Bref, ce fut une journée à oublier pour Fofana, qui aurait évidemment préféré vivre un autre genre d’expérience, même s’il n’avait aucun objectif précis.

« Ce n’est pas du tout à ça que je m’attendais parce que ça fait un mois que les pratiques vont bien, comme vraiment bien, a-t-il déclaré avec un sang-froid remarquable après sa déconfiture. En camp d’entraînement à Toronto, et ici ensuite, j’étais très satisfait presque tous les jours de ce que je faisais. C’est sûr que de commencer mon “rêve” olympique de cette manière-là, c’est un peu décevant. Mais il y en aura d’autres, je suis confiant. »

« Tellement nerveux »

Fofana avait pourtant l’air détendu durant l’échauffement, riant des badineries d’un plongeur avec une bénévole. Mais ses nerfs l’ont lâché juste avant le début de la compétition présentée au Centre aquatique de Tokyo, lundi après-midi.

Son hésitation sur son premier plongeon, un double périlleux et demi arrière, était palpable. Ce fut son meilleur.

J’étais tellement nerveux. On dirait que je n’étais juste pas capable de mettre ça de côté et de me dire : “il en reste cinq et on continue”. Je pense juste que ça va venir avec le temps sur le circuit international.

Cédric Fofana

Plus jeune plongeur au 3 m après le Mexicain Osmar Olvera Ibarra (9e), le Québécois a remporté les essais olympiques canadiens à la fin de juin à Toronto.
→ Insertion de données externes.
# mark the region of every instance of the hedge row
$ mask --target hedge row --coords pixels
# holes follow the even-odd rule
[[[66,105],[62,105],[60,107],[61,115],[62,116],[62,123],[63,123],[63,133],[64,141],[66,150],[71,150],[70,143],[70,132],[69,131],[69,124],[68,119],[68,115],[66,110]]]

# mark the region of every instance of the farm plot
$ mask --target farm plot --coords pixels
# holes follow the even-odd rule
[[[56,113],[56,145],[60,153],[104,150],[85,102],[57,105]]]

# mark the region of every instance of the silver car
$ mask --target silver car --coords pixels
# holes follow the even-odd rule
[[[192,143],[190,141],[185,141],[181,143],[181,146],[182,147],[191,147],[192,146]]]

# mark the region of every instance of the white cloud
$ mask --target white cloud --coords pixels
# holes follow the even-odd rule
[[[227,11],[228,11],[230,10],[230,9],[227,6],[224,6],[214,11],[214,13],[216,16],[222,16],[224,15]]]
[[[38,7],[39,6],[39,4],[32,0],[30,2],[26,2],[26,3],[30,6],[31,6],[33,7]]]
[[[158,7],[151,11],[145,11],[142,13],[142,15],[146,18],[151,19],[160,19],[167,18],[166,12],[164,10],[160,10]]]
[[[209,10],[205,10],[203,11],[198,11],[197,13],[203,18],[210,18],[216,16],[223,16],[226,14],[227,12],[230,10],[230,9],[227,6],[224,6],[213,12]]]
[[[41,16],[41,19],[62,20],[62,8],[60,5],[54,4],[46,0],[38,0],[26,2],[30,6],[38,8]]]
Son talent saute aux yeux depuis son jeune âge. « Il avait du rythme, une ligne incroyable quand il s’allonge pour entrer dans l’eau, de belles positions, de la flexibilité et il était intéressé et travaillait dur », a énuméré l’un de ses premiers entraîneurs au club ARO de Québec, Dany Boulanger, joint au téléphone avant la compétition.

À 13 ans et demi, Fofana est parti s’entraîner à l’Institut national du sport au Stade olympique, sous la gouverne de César Henderson. En 2018, il a remporté une médaille de bronze au 3 m aux Championnats du monde juniors dans la catégorie 14-15 ans, une première canadienne depuis Alexandre Despatie, qui avait réussi un triplé en 2002.

Après le 3 m dimanche, Jennifer Abel soulignait la « prestance magnifique » de son coéquipier et le « facteur wow » qu’il dégage. « C’est un plongeur qui va aller loin », a affirmé la double médaillée olympique.

À la fin de l’épreuve, dominée par les Chinois, Fofana a reçu de gros câlins de l’Italienne d’origine québécoise Sarah Jodoin Di Maria.

« Elle m’a dit de pleurer si j’en avais envie. De laisser aller ça, de vivre le moment. D’apprendre et de continuer à aller de l’avant. »

« Notre faute »

Chose certaine, Fofana devra retourner à la table à dessin. Croisé après la compétition, le directeur technique de Plongeon Canada n’est pas passé par quatre chemins pour décrire sa prestation : « Gênant ».

Il n’y a pas moyen d’enjoliver la réalité : c’était gênant pour lui, c’était gênant pour nous. Mais la faute n’est pas la sienne, c’est la nôtre. Il était mal préparé pour cette compétition.

Mitch Geller, directeur technique de Plongeon Canada

Le directeur indique que son organisation doit prendre « ses responsabilités » et déterminer ce qui a mené à cette contre-performance.

« Cela n’est en aucune façon un reflet de son talent. Il est l’un des jeunes plongeurs les plus talentueux que le Canada n’a jamais vus. Ce qui rend particulièrement tragique pour lui de connaître cette expérience aux Jeux olympiques. »

Fofana « doit comprendre qu’il a fait ce qui lui a été demandé », a insisté Geller. Travail technique et gestion des émotions sont deux facettes qui devront être renforcées chez l’athlète pour éviter des fluctuations dans ses performances. Sans pour autant tout modifier, considérant son jeune âge.

« Il doit reconnaître l’immense potentiel qu’il possède. Il faut simplement ajouter des éléments qui vont lui donner la stabilité voulue. Parce qu’il a la force, la vitesse et la flexibilité. »

Geller veut lui donner le temps nécessaire pour y arriver, quitte à ne pas le renvoyer en compétition d’ici là.